The antecedent facts follow.
Sometime in April 1985, respondent Unimex
Micro-Electronics GmBH (Unimex) shipped a 40-foot container and 171 cartons of
Atari game computer cartridges, duplicators, expanders, remote controllers,
parts and accessories to Handyware Phils., Inc. (Handyware). Don Tim Shipping
Corporation transported the goods with Evergreen Marine Corporation as shipping
agent.
After the shipment arrived in the Port
of Manila on July 9, 1985, the Bureau of Customs (BOC) agents discovered that it
did not tally with the description appearing on the cargo manifest. As a
result, BOC instituted seizure proceedings against Handyware and later issued a
warrant of seizure and detention against the shipment.
On June 5, 1987, the Collector of
Customs issued a default order against Handyware for failing to appear in the seizure
proceedings. After an ex parte hearing, the Collector of Customs
forfeited the goods in favor of the government.
Subsequently, on June 15, 1987, respondent
Unimex (as shipper and owner of the goods) filed a motion to intervene in the seizure
proceedings. The Collector of Customs granted the motion but later on declared
the June 5, 1987 default order against Handyware as final and executory, thus
affirming the goods’ forfeiture in favor of the government.
Respondent filed a petition for
review against petitioner Commissioner of Customs (BOC Commissioner) in the
Court of Tax Appeals (CTA). This case was docketed as CTA Case No. 4317.[3]
In a decision[4] dated
June 15, 1992, the CTA reversed the forfeiture decree and ordered the release
of the subject shipment to respondent subject to the payment of customs duties.

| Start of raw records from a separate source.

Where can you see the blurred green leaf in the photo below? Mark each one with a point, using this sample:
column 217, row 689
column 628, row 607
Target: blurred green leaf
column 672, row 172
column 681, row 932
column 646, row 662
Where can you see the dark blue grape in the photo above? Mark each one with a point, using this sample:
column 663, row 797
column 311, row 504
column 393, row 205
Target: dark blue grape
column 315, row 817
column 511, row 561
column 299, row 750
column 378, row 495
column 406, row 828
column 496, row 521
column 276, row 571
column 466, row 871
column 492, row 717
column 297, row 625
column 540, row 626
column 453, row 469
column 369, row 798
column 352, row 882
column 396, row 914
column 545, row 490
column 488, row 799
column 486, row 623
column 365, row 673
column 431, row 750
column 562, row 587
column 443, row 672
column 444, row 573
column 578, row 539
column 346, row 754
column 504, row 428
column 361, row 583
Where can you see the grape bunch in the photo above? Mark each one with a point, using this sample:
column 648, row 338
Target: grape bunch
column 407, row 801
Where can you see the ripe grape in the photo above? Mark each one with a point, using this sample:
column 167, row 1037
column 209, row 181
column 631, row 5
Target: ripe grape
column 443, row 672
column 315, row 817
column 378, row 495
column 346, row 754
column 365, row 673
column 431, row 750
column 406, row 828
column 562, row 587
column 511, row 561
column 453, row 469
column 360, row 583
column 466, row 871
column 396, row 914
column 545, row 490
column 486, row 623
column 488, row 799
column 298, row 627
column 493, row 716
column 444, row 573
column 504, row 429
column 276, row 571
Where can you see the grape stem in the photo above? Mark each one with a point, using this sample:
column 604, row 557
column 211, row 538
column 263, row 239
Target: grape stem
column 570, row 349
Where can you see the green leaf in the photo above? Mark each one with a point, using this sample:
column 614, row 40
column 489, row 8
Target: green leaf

The CTA decision became final and executory on July 20, 1992. The decision
read:
WHEREFORE,
the decree of forfeiture of [petitioner] Commissioner of Customs is hereby
reversed and the subject shipment is hereby ordered released to [respondent]
subject to the condition that the correct duties, taxes, fees and other charges
thereon be paid to the Bureau of Customs based on the actual quality and
condition of the shipments at the time of the filing of the corresponding
import entry in compliance with this decision and further subject to the
presentation of Central Bank Release Certificate.[5]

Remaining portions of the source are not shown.